La Fédération de la chambre de commerce de Karachi a demandé à l'armée de prendre le contrôle de la ville.
Depuis mercredi, plus de 45 personnes auraient été tuées dans plusieurs incidents à différents endroits de la ville. En juillet, plus de 300 personnes ont perdu la vie dans des actes politiques et ethniques à Karachi, portant à plus de 1 000 le nombre total de personnes tuées dans des violences sanglantes dans la ville cette année.

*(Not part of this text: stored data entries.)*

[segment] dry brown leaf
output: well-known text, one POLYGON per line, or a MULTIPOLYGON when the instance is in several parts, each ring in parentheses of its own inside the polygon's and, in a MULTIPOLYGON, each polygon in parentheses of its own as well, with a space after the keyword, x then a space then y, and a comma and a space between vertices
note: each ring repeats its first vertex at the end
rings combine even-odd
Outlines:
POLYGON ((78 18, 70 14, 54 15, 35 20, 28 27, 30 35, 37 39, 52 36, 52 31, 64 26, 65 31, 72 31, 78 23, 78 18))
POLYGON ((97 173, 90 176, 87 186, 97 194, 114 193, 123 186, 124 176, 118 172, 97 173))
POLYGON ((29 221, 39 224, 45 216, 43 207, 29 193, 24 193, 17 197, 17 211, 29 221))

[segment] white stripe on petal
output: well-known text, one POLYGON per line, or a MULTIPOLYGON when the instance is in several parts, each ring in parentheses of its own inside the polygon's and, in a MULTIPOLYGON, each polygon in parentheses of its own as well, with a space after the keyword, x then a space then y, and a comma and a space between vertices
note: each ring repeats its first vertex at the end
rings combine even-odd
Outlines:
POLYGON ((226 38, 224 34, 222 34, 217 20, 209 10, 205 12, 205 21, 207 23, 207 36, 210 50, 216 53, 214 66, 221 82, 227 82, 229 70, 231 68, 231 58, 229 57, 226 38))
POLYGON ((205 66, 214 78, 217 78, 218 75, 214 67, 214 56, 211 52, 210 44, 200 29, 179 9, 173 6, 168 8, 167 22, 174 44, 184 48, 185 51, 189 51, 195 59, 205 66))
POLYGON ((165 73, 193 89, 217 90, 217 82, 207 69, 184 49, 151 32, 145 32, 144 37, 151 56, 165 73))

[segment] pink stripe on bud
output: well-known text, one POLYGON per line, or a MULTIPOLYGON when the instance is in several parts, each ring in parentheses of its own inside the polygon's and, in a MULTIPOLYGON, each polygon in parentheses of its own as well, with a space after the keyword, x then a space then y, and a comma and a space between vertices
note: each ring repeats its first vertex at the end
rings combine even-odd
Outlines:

Situé dans le sud du Pakistan au bord de la mer Arabique, Karachi est le plus grand centre économique qui contribue à plus de 60% des recettes fiscales du pays.
La principale cause des violences incessantes et des meurtres dans la ville est le conflit entre les deux groupes, nommément Muttahida Qaumi Movement (MQM) et le parti national Awmi, deux rivaux de Karachi.
Les deux groupes s'affrontent fréquemment. Le dernier conflit entre les deux groupes de la ville est dû au rétablissement du système de gouvernement local élu, introduit par le président pakistanais Musharraf en 2001.